D-Tuna on a Floating Floyd?

With a tremol-no you have to actually block the trem (dive-only) before you downtune with the d-tuna. And the worst part, when not downtuned and not blocked, when pulling up the d-tuna will immediately touch wood as it protudes a lot from the tremolo. So either way, you lose pulling up or you have to route your guitar and still lose the fully floating tremolo when downtuning.
 
manyaxes":17pe4gz6 said:
With a tremol-no you have to actually block the trem (dive-only) before you downtune with the d-tuna. And the worst part, when not downtuned and not blocked, when pulling up the d-tuna will immediately touch wood as it protudes a lot from the tremolo. So either way, you lose pulling up or you have to route your guitar and still lose the fully floating tremolo when downtuning.

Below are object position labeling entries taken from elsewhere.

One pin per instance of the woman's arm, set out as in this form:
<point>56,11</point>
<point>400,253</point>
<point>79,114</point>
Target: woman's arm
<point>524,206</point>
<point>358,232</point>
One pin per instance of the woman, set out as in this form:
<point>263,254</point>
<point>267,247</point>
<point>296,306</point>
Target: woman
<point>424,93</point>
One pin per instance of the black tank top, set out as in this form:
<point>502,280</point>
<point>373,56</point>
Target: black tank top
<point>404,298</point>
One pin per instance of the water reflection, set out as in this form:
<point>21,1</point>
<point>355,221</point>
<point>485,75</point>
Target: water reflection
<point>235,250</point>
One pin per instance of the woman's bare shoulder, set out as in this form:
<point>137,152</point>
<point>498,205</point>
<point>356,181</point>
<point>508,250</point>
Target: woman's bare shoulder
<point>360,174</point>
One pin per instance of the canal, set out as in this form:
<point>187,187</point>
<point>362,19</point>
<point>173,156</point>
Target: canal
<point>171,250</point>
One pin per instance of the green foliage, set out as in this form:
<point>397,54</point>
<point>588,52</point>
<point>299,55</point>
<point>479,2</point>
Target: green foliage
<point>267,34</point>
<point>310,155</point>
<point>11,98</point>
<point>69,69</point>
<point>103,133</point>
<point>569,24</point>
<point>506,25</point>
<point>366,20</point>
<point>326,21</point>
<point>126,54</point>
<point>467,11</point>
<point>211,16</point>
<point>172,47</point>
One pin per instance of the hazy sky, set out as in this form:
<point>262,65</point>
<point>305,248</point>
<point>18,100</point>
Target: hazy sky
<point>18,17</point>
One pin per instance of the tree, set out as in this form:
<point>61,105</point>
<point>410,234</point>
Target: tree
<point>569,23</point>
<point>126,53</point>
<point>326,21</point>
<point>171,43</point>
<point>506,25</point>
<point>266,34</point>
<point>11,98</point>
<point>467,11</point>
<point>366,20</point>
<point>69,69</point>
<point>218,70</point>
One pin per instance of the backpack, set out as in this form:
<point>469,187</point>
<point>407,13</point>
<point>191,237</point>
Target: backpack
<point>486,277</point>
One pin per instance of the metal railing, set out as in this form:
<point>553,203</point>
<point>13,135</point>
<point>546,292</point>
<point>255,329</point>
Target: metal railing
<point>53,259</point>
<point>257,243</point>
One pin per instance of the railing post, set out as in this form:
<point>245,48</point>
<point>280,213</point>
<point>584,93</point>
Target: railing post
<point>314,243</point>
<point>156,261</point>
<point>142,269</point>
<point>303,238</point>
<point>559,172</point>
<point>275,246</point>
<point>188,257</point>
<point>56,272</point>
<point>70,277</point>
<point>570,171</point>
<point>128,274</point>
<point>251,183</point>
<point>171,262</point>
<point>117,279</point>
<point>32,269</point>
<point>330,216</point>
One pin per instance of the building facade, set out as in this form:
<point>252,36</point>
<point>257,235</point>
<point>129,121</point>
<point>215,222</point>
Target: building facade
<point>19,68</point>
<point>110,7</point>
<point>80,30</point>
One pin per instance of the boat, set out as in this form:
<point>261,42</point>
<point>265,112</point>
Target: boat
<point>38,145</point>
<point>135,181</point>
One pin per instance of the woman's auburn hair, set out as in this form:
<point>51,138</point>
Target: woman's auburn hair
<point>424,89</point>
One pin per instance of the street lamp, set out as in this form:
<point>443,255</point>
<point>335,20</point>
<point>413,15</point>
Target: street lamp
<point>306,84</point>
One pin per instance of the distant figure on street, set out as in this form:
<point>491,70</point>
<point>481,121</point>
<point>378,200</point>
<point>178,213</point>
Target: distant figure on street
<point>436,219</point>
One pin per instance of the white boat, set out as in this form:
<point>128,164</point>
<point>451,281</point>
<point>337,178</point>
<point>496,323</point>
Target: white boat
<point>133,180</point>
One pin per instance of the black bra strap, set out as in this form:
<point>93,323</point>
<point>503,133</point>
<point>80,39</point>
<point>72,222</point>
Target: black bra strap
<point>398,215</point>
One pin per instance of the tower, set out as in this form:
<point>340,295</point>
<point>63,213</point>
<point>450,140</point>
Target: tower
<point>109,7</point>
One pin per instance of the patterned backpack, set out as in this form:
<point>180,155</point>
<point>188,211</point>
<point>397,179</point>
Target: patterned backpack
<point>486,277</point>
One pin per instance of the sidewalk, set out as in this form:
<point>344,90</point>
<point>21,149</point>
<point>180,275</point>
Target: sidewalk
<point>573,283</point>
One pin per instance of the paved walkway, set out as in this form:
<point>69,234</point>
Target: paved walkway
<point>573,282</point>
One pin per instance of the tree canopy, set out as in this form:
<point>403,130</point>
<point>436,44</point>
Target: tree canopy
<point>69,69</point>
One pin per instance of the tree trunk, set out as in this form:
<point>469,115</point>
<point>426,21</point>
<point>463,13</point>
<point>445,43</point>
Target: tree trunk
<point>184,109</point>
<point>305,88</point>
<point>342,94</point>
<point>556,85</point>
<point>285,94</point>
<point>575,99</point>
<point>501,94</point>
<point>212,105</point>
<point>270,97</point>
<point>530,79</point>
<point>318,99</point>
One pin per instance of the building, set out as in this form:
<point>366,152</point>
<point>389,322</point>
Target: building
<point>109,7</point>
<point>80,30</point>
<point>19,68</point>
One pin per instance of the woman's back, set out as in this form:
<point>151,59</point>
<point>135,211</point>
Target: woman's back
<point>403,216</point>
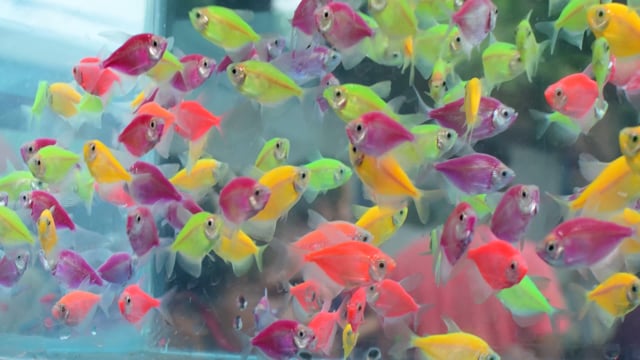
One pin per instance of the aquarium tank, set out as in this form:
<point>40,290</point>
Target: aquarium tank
<point>319,179</point>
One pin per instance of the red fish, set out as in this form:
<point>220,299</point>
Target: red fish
<point>573,96</point>
<point>352,264</point>
<point>142,134</point>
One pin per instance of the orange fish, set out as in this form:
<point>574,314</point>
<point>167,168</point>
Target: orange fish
<point>352,264</point>
<point>75,307</point>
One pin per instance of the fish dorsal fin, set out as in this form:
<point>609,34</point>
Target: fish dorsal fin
<point>452,327</point>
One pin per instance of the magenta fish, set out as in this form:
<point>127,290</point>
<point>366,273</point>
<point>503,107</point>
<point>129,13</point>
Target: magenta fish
<point>456,236</point>
<point>12,266</point>
<point>283,339</point>
<point>375,133</point>
<point>118,269</point>
<point>38,201</point>
<point>242,198</point>
<point>73,270</point>
<point>29,149</point>
<point>142,230</point>
<point>476,19</point>
<point>493,118</point>
<point>581,242</point>
<point>197,69</point>
<point>307,65</point>
<point>515,211</point>
<point>142,134</point>
<point>137,55</point>
<point>341,26</point>
<point>149,186</point>
<point>476,173</point>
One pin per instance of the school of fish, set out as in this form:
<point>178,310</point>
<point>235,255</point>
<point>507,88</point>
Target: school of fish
<point>342,263</point>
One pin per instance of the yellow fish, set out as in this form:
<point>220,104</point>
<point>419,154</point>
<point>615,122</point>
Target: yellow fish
<point>617,23</point>
<point>103,166</point>
<point>472,96</point>
<point>382,222</point>
<point>287,184</point>
<point>616,297</point>
<point>47,232</point>
<point>237,248</point>
<point>349,340</point>
<point>64,99</point>
<point>387,182</point>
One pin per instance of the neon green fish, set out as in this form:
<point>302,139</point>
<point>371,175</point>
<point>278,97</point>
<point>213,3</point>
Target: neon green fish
<point>51,164</point>
<point>274,153</point>
<point>223,27</point>
<point>262,82</point>
<point>12,230</point>
<point>196,239</point>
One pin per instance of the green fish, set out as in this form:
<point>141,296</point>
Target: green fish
<point>529,49</point>
<point>325,174</point>
<point>262,82</point>
<point>223,27</point>
<point>51,164</point>
<point>431,143</point>
<point>601,64</point>
<point>274,153</point>
<point>16,182</point>
<point>12,230</point>
<point>350,101</point>
<point>196,239</point>
<point>526,303</point>
<point>501,62</point>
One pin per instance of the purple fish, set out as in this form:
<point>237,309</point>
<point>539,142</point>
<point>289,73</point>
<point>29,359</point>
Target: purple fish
<point>476,173</point>
<point>29,149</point>
<point>118,269</point>
<point>137,55</point>
<point>581,242</point>
<point>494,118</point>
<point>197,69</point>
<point>515,211</point>
<point>283,339</point>
<point>12,266</point>
<point>303,66</point>
<point>37,201</point>
<point>375,133</point>
<point>242,198</point>
<point>476,19</point>
<point>142,134</point>
<point>457,233</point>
<point>341,26</point>
<point>178,212</point>
<point>73,270</point>
<point>149,186</point>
<point>142,230</point>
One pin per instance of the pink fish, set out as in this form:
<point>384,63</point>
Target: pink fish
<point>581,242</point>
<point>37,201</point>
<point>515,211</point>
<point>341,26</point>
<point>117,269</point>
<point>197,69</point>
<point>142,134</point>
<point>149,186</point>
<point>142,230</point>
<point>242,198</point>
<point>476,173</point>
<point>72,270</point>
<point>493,118</point>
<point>375,133</point>
<point>27,150</point>
<point>283,339</point>
<point>137,55</point>
<point>476,19</point>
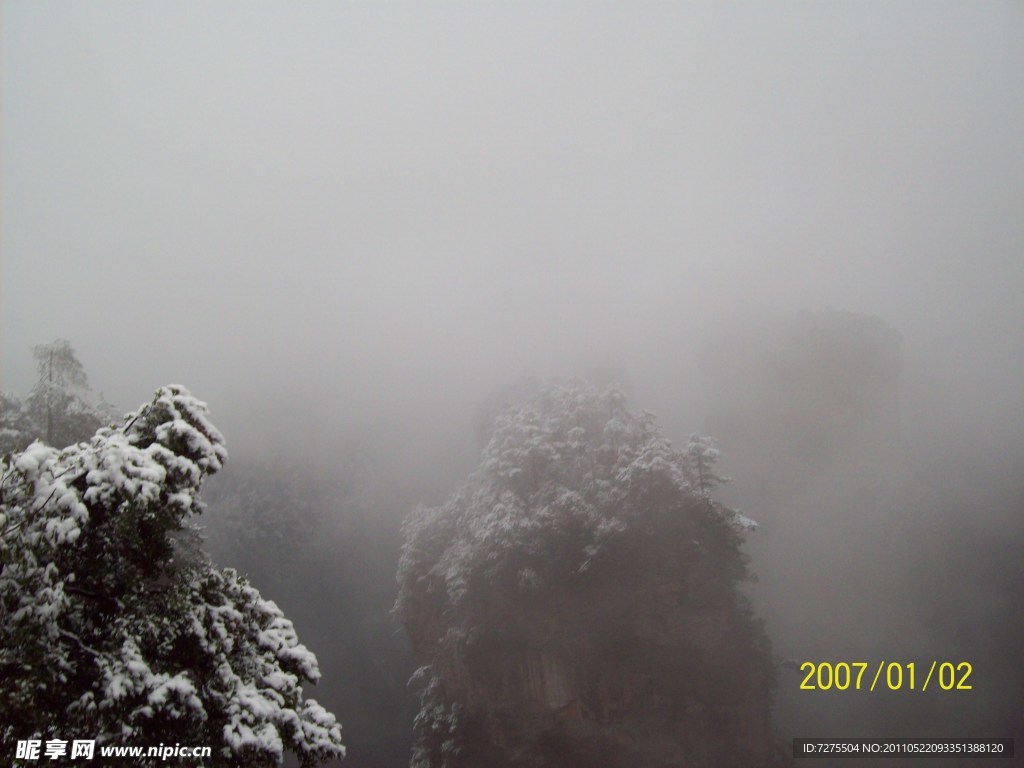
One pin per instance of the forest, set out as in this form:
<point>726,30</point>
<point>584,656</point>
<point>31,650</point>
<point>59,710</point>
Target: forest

Pretty much. I can only pull up about a quarter step now, basically just enough for a little whammy vibrato. Installing a D-tuna basically turns your trem into a dive-only guitar. I even had to route the trem cavity a little with a dremel since the tremol-no was rubbing against the body when I did a full dive.

It really depends how important it is to have a dropped-D locking trem guitar
 
I used to have a Jackson with a Floyd that I had a D-Tuna and a Tremsetter installed on. I would do it with a Tremol-No now but it actually worked pretty fine. I also had a cavity routed out behind the D-Tuna so it could pull up :thumbsup:
 
You can do it with one of the 'backstop' type of devices....where there is a spring-loaded 'bumper' against the up-travel.

The Ibanez ZR trems float and allow d-tuners. Works pretty well. Although I thing that trem takes away plenty of zing from the guitar.
 
I'm putting one on a flush-mounted Floyd soon, but have heard it's difficult to use one on a free-floating unit.